Indicators, both qualitative and quantitative, can be tricky, misleading, and early. In addition, the use of
indicators of all stripes, be they technical volatility gauges (VIX), anecdotal, behavorial or mathematical, usually indicates a desire to forecast.
Such desire is usually for the birds – in my book, anyway. Forecasts, be they from economists such as Nobel Prize
winner Joseph Stiglitz, or from “Black Swan” practitioners, or from independent newsletters, are merely opinions, and opinions are sometimes right and sometimes wrong.

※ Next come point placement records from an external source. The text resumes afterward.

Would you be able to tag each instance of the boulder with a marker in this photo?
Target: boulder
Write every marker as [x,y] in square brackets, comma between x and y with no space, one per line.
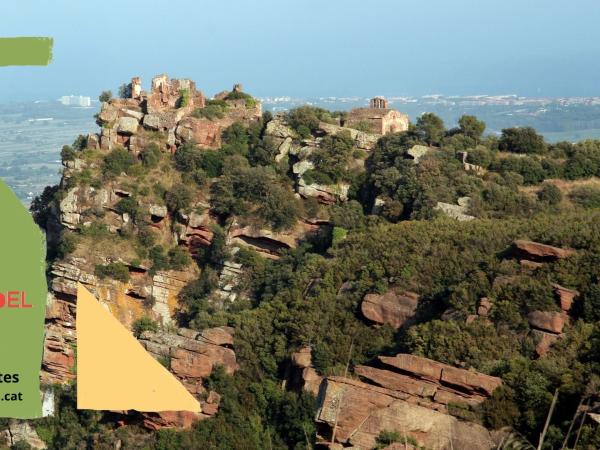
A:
[536,251]
[328,195]
[108,113]
[458,212]
[158,211]
[204,132]
[547,321]
[416,152]
[127,125]
[302,358]
[222,336]
[392,308]
[467,381]
[301,167]
[21,431]
[278,128]
[544,341]
[565,295]
[484,306]
[362,140]
[170,419]
[361,411]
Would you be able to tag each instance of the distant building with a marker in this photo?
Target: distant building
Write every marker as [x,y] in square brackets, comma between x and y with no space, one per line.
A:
[378,117]
[76,100]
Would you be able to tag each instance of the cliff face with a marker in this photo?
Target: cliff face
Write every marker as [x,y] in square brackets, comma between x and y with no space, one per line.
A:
[88,217]
[122,232]
[106,228]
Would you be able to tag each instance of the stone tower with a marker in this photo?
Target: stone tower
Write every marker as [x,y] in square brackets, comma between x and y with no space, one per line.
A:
[379,103]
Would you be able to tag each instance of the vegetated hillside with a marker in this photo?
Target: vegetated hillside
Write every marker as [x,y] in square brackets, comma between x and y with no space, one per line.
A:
[302,255]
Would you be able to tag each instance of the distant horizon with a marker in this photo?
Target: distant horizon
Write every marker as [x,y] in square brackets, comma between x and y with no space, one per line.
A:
[393,97]
[313,48]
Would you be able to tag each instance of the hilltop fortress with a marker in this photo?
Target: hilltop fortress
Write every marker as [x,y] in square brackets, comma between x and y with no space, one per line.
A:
[176,108]
[170,107]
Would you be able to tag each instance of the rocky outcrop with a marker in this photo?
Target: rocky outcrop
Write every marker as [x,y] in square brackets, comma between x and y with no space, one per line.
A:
[566,296]
[268,242]
[540,252]
[326,194]
[191,356]
[302,374]
[21,431]
[552,322]
[362,140]
[407,394]
[416,152]
[392,308]
[458,211]
[167,108]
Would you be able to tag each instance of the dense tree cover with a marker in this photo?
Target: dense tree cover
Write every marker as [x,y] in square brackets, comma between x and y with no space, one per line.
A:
[522,140]
[255,193]
[389,235]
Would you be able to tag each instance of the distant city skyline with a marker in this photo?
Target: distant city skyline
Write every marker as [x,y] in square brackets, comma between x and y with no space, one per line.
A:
[312,48]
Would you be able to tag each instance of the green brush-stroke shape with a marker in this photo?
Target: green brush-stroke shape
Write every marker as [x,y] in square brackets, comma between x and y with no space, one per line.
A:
[22,268]
[26,51]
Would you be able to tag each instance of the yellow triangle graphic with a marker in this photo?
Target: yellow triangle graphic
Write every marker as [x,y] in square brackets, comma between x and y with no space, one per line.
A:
[114,371]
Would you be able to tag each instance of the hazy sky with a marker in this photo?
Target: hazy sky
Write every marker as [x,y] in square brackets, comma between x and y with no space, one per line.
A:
[312,47]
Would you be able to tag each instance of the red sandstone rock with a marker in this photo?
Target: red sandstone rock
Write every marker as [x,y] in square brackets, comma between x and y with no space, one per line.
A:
[470,380]
[302,358]
[311,380]
[362,411]
[530,264]
[566,296]
[420,367]
[547,321]
[219,336]
[390,308]
[484,306]
[544,341]
[170,419]
[204,132]
[397,382]
[535,250]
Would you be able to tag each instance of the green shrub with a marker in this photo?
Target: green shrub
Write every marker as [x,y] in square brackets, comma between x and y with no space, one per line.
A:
[151,155]
[118,161]
[159,259]
[67,244]
[96,230]
[586,196]
[338,235]
[80,143]
[144,324]
[129,205]
[184,98]
[179,258]
[105,96]
[179,197]
[550,194]
[522,140]
[214,109]
[305,119]
[116,270]
[67,153]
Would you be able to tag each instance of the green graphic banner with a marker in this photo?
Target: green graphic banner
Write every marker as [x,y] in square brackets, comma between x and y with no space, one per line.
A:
[22,305]
[26,51]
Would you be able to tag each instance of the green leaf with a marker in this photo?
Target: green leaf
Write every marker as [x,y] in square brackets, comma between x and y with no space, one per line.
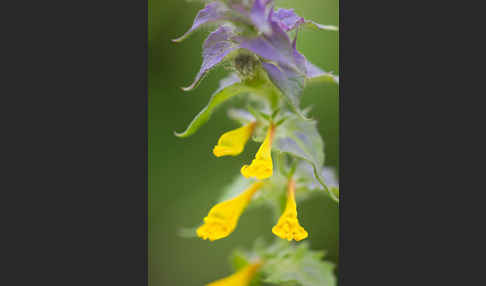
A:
[300,138]
[307,182]
[238,186]
[298,265]
[239,259]
[241,116]
[229,87]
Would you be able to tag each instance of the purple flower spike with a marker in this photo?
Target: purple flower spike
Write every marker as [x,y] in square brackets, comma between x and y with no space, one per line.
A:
[287,19]
[259,15]
[275,47]
[216,47]
[213,12]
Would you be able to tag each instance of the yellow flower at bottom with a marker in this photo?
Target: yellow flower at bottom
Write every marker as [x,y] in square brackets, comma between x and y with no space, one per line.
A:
[288,226]
[240,278]
[223,217]
[262,166]
[233,142]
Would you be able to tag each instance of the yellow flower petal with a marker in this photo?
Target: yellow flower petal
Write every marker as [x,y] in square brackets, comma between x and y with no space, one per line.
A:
[240,278]
[262,166]
[233,142]
[288,226]
[223,217]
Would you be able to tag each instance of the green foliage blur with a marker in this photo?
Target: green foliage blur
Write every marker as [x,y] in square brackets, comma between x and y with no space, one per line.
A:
[186,179]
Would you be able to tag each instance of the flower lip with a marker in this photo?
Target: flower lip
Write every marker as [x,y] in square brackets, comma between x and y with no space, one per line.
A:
[222,219]
[288,226]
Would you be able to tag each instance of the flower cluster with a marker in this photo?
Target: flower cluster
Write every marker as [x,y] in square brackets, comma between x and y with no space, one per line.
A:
[260,45]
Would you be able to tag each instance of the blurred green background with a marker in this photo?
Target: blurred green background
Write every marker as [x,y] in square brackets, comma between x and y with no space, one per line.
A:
[185,178]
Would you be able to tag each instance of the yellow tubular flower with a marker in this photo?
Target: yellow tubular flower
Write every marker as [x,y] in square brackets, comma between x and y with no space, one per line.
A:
[223,217]
[288,226]
[240,278]
[233,142]
[261,167]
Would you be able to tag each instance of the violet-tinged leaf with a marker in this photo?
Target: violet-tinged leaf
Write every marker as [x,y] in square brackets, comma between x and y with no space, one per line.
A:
[216,47]
[213,12]
[314,25]
[316,74]
[288,81]
[289,20]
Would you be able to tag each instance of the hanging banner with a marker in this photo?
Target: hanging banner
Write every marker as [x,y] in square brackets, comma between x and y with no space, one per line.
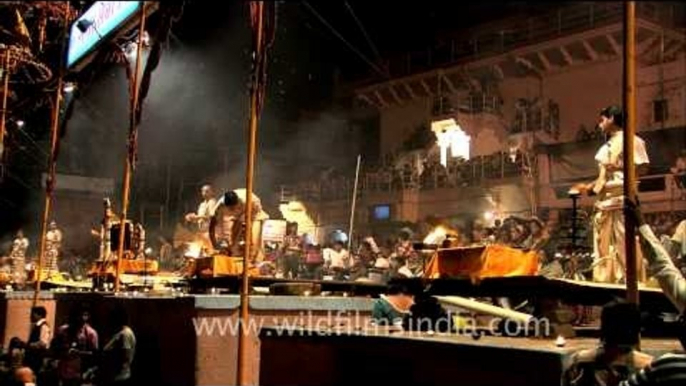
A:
[102,20]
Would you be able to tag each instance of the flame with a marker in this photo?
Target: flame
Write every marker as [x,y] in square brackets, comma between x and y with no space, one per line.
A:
[193,249]
[437,235]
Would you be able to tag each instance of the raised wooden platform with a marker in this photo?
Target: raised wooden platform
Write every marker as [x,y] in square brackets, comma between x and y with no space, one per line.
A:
[568,291]
[347,358]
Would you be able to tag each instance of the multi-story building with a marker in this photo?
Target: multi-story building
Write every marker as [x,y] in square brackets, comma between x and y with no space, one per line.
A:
[528,93]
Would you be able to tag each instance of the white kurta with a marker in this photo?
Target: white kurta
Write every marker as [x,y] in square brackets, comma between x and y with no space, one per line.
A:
[608,222]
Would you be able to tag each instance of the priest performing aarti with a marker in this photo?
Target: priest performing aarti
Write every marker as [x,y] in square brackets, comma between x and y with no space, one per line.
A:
[227,225]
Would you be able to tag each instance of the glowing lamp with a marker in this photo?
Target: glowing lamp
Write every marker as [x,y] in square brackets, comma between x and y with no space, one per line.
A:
[449,135]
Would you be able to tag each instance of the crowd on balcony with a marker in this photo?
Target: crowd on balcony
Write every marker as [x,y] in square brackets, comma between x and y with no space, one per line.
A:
[426,174]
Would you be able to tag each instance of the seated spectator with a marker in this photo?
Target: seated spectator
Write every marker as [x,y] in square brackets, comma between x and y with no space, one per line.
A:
[24,376]
[391,308]
[616,358]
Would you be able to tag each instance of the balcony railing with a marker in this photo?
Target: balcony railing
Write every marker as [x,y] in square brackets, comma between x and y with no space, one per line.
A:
[458,174]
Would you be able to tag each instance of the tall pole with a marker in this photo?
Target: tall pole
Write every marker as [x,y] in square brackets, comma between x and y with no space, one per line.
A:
[629,134]
[52,163]
[353,203]
[242,365]
[5,91]
[133,138]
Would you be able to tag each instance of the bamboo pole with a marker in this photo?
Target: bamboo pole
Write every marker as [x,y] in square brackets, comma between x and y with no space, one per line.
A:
[52,163]
[353,204]
[5,91]
[133,138]
[487,309]
[242,364]
[628,153]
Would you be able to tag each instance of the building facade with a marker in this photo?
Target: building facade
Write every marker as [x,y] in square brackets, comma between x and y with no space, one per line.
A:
[528,93]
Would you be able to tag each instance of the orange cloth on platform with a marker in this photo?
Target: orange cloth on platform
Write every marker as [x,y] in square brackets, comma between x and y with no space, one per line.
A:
[220,265]
[128,266]
[481,262]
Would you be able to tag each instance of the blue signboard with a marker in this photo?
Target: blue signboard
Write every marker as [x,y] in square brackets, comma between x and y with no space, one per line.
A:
[96,24]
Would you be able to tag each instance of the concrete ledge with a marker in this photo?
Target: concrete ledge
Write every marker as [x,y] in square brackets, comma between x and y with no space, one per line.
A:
[26,295]
[285,303]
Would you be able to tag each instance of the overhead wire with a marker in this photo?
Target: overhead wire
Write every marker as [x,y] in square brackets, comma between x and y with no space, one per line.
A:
[350,45]
[364,31]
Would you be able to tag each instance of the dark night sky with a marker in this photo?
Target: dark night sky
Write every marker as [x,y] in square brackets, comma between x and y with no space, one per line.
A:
[196,112]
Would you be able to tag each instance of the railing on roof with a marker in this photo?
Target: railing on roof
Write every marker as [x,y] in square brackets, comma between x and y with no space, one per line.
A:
[506,36]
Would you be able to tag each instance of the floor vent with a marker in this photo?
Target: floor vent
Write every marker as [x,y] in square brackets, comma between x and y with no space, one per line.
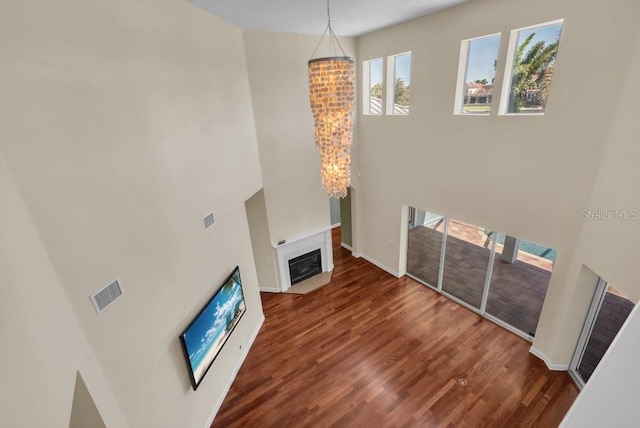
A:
[106,296]
[209,221]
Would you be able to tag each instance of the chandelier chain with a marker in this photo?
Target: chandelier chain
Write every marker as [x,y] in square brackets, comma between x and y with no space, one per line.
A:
[333,39]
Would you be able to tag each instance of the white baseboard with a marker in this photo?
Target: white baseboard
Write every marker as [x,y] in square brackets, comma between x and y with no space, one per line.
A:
[380,265]
[227,387]
[547,361]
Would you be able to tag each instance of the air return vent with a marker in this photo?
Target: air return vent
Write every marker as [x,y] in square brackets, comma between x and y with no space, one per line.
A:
[106,296]
[208,221]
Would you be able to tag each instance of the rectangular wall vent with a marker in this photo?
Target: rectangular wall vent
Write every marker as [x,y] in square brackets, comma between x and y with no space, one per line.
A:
[208,221]
[106,296]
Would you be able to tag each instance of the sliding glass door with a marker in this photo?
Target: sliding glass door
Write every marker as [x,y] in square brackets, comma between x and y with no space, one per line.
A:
[425,246]
[465,262]
[609,310]
[502,277]
[520,276]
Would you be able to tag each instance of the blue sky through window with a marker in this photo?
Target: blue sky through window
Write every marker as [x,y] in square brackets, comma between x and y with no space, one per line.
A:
[375,70]
[403,68]
[482,55]
[547,34]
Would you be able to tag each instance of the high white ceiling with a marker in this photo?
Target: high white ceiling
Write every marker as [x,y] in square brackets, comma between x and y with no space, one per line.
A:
[348,17]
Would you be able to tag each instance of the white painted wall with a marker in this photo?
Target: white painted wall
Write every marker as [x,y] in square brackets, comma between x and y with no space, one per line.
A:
[611,397]
[608,247]
[277,62]
[43,344]
[122,124]
[261,242]
[522,175]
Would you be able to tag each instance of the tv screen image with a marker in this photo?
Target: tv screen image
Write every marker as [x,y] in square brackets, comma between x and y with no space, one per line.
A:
[203,339]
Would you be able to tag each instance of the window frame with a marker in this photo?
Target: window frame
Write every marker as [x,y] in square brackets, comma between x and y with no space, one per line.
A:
[463,65]
[366,86]
[507,79]
[390,84]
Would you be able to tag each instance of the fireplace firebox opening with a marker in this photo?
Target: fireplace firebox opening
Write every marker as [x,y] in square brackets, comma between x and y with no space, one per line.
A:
[305,266]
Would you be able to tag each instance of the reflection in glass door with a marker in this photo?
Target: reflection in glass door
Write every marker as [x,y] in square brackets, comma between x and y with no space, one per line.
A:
[425,246]
[501,277]
[609,310]
[520,277]
[465,263]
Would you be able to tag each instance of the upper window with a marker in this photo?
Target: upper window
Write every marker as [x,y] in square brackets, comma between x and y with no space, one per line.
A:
[398,83]
[531,60]
[372,86]
[476,75]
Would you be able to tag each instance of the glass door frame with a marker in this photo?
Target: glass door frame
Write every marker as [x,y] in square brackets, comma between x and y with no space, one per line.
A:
[587,328]
[487,282]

As a friend of mine, an emergency room physician in Oakland, California, just told me, “Sometimes I make a terrible
decision and it works beautifully, and I can make what seems like the correct choice, and it fails.”
Still, like Bob Moriarty at 321gold.com, and James Turk at Goldmoney.com, and others in the world of newsletters and
traditional research, I anticipate a probable and imminent rebound in the prices of gold, silver, platinum, palladium, uranium and copper after what has been a four-month funk.
I also see equity values in major markets across the globe rising as mega-investors, flush with that rare commodity,
non-leveraged cash, resume their search for leading technologies, humans and services. Only this time, for perhaps the first time in nearly two years, individual securities that represent
small and mid-sized companies will stage a steady advance.
In equal words: Speculative fervor to some extent is likely to return to equity markets and commodities markets. See
ThomWatch bullet points.
Worldwide markets Wednesday – today – appear to be telegraphing that redemptions of leveraged stocks, commodities and
other investments are still occurring. Thousands of securities around the globe are hitting all-time lows. Oil and gold prices continue to head south. And so on.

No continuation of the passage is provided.